An individual snake’s exposure is related not only to the small region in which it spends time but to its behavior. For example, snakes that spent time in abandoned buildings had lower doses relative to those that did not, suggesting that buildings may act as contamination shields. Also, snakes that spent more time in trees had lower doses relative to snakes that spent more time on the ground. Gerke hypothesizes that species that spend their time primarily on the ground are potentially more vulnerable to negative health effects of radiation, should negative health effects for snakes exist.

“At a population level, we don’t think that they’re impacted that much [by radiation]. But there could be stuff going on at a cellular level that we don’t know about,” Gerke said.

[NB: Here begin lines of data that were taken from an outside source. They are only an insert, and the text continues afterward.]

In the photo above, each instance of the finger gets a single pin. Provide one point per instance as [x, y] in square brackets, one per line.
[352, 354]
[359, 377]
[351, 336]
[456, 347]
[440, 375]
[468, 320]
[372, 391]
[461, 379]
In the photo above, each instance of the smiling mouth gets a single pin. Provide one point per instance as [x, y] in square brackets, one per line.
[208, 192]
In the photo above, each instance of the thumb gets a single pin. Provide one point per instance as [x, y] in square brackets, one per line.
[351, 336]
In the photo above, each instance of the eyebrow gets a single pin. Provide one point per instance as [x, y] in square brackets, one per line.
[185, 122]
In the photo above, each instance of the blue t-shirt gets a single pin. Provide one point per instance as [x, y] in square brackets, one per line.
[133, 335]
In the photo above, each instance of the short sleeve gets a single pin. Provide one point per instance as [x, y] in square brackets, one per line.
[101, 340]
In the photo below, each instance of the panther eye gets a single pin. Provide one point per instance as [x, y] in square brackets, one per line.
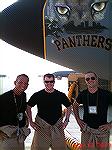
[62, 10]
[99, 6]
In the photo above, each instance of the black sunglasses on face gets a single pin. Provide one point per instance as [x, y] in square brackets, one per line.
[92, 78]
[49, 81]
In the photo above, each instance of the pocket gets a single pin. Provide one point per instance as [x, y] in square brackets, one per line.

She noted that scientists understand levels of radiation that harm animals like mammals, birds, and frogs, but not snakes.

The current study was the first to describe home range size, movements, and habitat selection of Japanese rat snakes. The results suggest that these animals could be effective bioindicators of local environmental contamination in nuclear disaster zones. But many questions remain. For example, will scientists be able to develop models clarifying the link between habitat use, radiation exposure, and radiation accumulation? If so, they might provide insight into the health effects of chronic radiation exposure in animals or humans.

Why take time to understand snakes, anyway? “I’m scared of snakes,” Gerke often hears upon revealing that she is a herpetologist. Others offer unsolicited testimony suggesting that humans’ negative attitudes about snakes hold potential to harm the animals: “I found a snake in my backyard, and I killed it.” Gerke grew up in Florida with a pet rat snake; she confides that she cannot relate to such sentiments.

“Teaching people to hate snakes is a disaster for ecology,” Melissa Amarello, cofounder of Advocates for Snake Preservation, wrote in an article. According to psychologists, fear of snakes is learned, not innate. Of the 3,000 species of snakes on the planet, only about 200—seven percent—are able to significantly harm or kill a human. Meanwhile, snakes prey on disease-carrying rodents. And they play an integral role in nearly every ecosystem’s food chain.

In addition to human fear of and hatred for snakes that may harm them, these animals face additional challenges that threaten their populations worldwide, including legal and illegal collecting, habitat loss, disease, and climate change.

Appreciation for snakes should not rely on their service to humans. But by demonstrating that snakes may be effective bioindicators, Gerke and her team have offered a new on-ramp for snake appreciation. That is, not only are snakes an important component of biodiversity, but they broadcast important information about the natural environments in which they live. They might even be enlisted to help in a future nuclear disaster. Humans might consider snakes allies.

Still, Gerke is quick to add, “There’s a lot more research that needs to be done.”